Bond Lake is a 55 acre glacial kettle lake in the Oak Ridges Moraine. It is located on the east side of Yonge Street in the north end of Richmond Hill, Ontario.

==History==

Prior to the late 1800s the lake was surrounded by farms by various land holders: Whitneys' and Mortons', (William) Websters, whom acquired from Chief Justice Sir John Robinson, 1st Baronet, of Toronto with tenant lease to James Legge. In the 1790s (1794 and 1797) 200 acres around the lake was granted to former Queen's York Rangers Sergeant William Bond. Initially called Bond's Pond and later as Bond Lake. William Bell would sell his portion to developers responsible for Bond Lake Park.

Bond Lake Park was a recreation park from 1899 to 1929 owned by the Metropolitan Street Railway (Toronto) (MSR). The park closed as the MSR was owned by the Toronto Transportation Commission (since 1922) and had little interest in owning non transit assets.
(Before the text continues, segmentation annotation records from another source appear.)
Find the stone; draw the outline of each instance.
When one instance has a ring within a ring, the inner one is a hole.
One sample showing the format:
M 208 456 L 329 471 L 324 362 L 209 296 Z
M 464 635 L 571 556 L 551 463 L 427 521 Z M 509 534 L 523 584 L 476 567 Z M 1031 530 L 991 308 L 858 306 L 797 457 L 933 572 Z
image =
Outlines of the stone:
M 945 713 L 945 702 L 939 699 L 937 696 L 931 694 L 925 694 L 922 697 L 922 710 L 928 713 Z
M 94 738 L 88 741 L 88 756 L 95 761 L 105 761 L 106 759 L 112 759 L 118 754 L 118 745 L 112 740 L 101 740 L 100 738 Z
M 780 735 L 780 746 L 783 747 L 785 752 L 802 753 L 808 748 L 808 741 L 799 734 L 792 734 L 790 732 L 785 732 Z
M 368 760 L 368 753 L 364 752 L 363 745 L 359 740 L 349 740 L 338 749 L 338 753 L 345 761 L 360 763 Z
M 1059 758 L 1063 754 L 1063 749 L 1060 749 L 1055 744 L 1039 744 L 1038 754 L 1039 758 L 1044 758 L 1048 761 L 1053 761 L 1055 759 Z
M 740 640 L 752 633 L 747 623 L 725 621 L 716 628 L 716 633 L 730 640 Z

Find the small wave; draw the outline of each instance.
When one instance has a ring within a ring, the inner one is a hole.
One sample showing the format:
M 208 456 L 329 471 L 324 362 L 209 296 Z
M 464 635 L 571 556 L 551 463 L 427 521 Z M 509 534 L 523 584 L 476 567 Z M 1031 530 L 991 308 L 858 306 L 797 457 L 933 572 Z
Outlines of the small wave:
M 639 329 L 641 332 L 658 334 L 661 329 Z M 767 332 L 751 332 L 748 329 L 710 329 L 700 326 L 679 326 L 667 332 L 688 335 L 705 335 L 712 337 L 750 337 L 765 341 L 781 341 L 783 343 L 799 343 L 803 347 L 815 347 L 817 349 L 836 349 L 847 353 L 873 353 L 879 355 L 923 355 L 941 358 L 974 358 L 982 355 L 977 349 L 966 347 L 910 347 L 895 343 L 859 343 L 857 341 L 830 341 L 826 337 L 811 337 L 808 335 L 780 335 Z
Today the lake and lands are part of a 175 acres Oakridges Corridor Conservation Reserves under the Toronto Region Conservation Authority.

==Ecology==
Due to rapid urbanization of adjacent lands, the lake is experiencing deterioration in water quality and loss of biodiversity. The most significant factor is contaminated surface runoff, especially external phosphorus loading. The lake, together with the adjacent bog^{(which bog?)}, is designated as an Area of Natural and Scientific Interest.

===Fish===
The species diversity of the lake is low, due its isolated nature. The only species found in the lake are northern pike, emerald shiner, brown bullhead, banded killifish and pumpkinseed.